Patrick Devlieger, Ian Grosvenor, Frank Simon, Geert van Hove, Bruno Vanobbergen

  • In recent years there has been a growth in interdisciplinary work which has argued that disability is not an isolated, individual medical pathology but instead a key defining social category like 'race', class and gender.1 Seen in this way disability provides researchers with another analytic tool for exploring the nature of power. Running almost parallel in time with these academic developments has been a growing interest in the use of the visual in educational research.

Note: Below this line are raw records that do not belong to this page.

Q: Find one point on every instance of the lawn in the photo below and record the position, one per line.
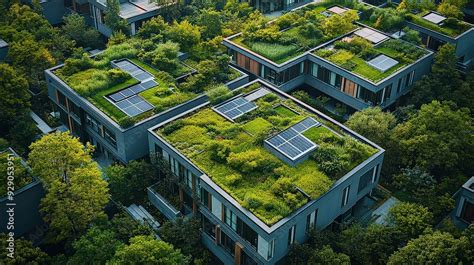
(239, 163)
(446, 29)
(257, 126)
(285, 111)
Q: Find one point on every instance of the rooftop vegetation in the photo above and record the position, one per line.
(233, 156)
(352, 54)
(22, 176)
(294, 33)
(94, 78)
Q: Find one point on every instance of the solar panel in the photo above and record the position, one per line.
(291, 142)
(434, 18)
(370, 35)
(382, 63)
(236, 108)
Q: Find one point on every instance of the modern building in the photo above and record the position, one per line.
(268, 6)
(464, 211)
(436, 30)
(250, 169)
(135, 12)
(375, 76)
(115, 117)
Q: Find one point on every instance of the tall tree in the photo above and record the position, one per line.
(432, 248)
(25, 252)
(438, 138)
(112, 17)
(70, 176)
(148, 250)
(14, 97)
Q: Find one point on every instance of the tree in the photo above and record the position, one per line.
(97, 246)
(112, 17)
(14, 99)
(75, 27)
(211, 23)
(410, 219)
(184, 33)
(31, 59)
(128, 183)
(69, 175)
(184, 235)
(148, 250)
(373, 123)
(25, 252)
(437, 138)
(432, 248)
(327, 256)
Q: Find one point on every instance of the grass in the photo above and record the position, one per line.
(257, 126)
(444, 29)
(315, 133)
(237, 161)
(285, 111)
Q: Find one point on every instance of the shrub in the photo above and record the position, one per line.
(218, 94)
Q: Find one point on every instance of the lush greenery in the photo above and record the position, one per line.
(295, 32)
(232, 154)
(21, 175)
(68, 172)
(353, 54)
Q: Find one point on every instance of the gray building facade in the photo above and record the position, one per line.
(236, 235)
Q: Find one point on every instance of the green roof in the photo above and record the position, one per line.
(299, 31)
(233, 155)
(353, 54)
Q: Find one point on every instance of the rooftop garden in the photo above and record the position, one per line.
(22, 176)
(233, 156)
(296, 32)
(352, 53)
(393, 17)
(95, 78)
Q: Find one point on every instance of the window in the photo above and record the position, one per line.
(110, 137)
(227, 243)
(230, 218)
(311, 220)
(387, 92)
(345, 196)
(365, 180)
(291, 235)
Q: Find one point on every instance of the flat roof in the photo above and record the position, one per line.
(232, 154)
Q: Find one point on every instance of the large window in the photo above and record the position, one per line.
(227, 243)
(230, 218)
(292, 235)
(110, 137)
(345, 196)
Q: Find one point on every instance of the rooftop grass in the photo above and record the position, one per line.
(293, 33)
(451, 27)
(233, 156)
(353, 54)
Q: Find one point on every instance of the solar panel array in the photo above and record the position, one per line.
(236, 108)
(370, 35)
(134, 105)
(135, 71)
(434, 18)
(291, 142)
(382, 63)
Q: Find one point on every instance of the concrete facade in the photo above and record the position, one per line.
(271, 243)
(89, 123)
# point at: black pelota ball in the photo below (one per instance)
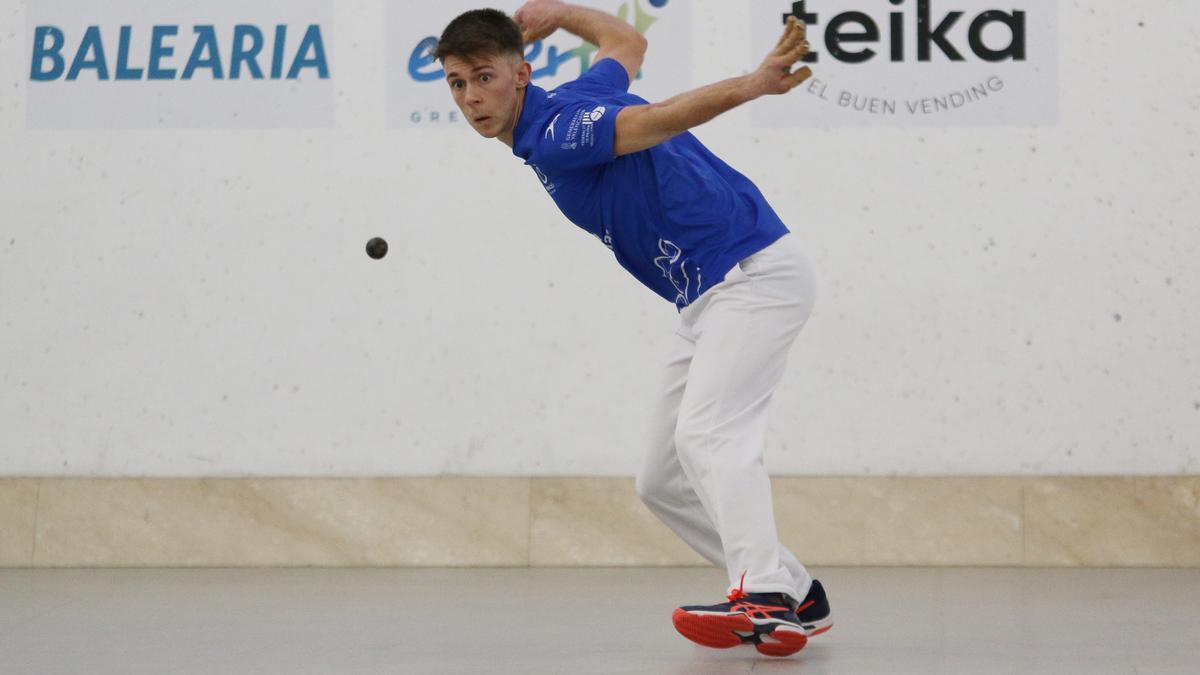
(377, 248)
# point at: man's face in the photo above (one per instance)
(489, 90)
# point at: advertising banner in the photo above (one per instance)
(917, 63)
(418, 96)
(179, 64)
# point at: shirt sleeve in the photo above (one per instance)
(605, 76)
(580, 135)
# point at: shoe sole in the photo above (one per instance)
(817, 627)
(725, 631)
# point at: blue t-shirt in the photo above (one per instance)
(676, 216)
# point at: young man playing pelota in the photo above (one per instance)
(701, 236)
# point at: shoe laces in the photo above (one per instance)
(737, 592)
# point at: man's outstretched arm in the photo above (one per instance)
(616, 39)
(645, 126)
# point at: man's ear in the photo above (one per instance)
(525, 75)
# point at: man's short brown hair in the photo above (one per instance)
(480, 33)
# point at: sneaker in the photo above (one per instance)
(768, 621)
(814, 613)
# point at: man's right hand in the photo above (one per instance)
(538, 19)
(775, 76)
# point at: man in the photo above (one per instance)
(701, 236)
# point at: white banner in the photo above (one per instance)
(130, 64)
(418, 96)
(917, 61)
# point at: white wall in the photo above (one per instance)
(198, 303)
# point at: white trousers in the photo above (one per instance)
(703, 475)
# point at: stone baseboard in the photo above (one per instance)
(1059, 521)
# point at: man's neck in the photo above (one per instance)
(507, 137)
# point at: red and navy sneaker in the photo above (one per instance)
(814, 611)
(768, 621)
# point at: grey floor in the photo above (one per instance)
(533, 621)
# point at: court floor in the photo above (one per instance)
(599, 620)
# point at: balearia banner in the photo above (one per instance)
(220, 64)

This growth in interest may be explained by Catherine Burke's observation that images - line drawings, still photography, film, video and digital technologies - have accompanied the development of state education from its beginning and that 'the camera within the School has its own historical narrative reflecting change and continuities in ways of seeing education and children over time'.2 In 2007 a workshop was held at the European Conference on Educational Research, Ghent which brought together academics to engage in an interdisciplinary dialogue around a set of images that capture disability and pedagogical practice.3 This article consists of three commentaries on the photographs (Devlieger; Van Hove and Vanobbergen; Grosvenor) which were given at the workshop and some reflective remarks written after the workshop (Simon). The commentators were given a maximum of 10 minutes each and their points are presented here very much as they were in the workshop, but references have been added and appear in the footnotes.4 The article opens with some brief contextual information about the archive which holds the selected photographs and the process by which the workshop came into being.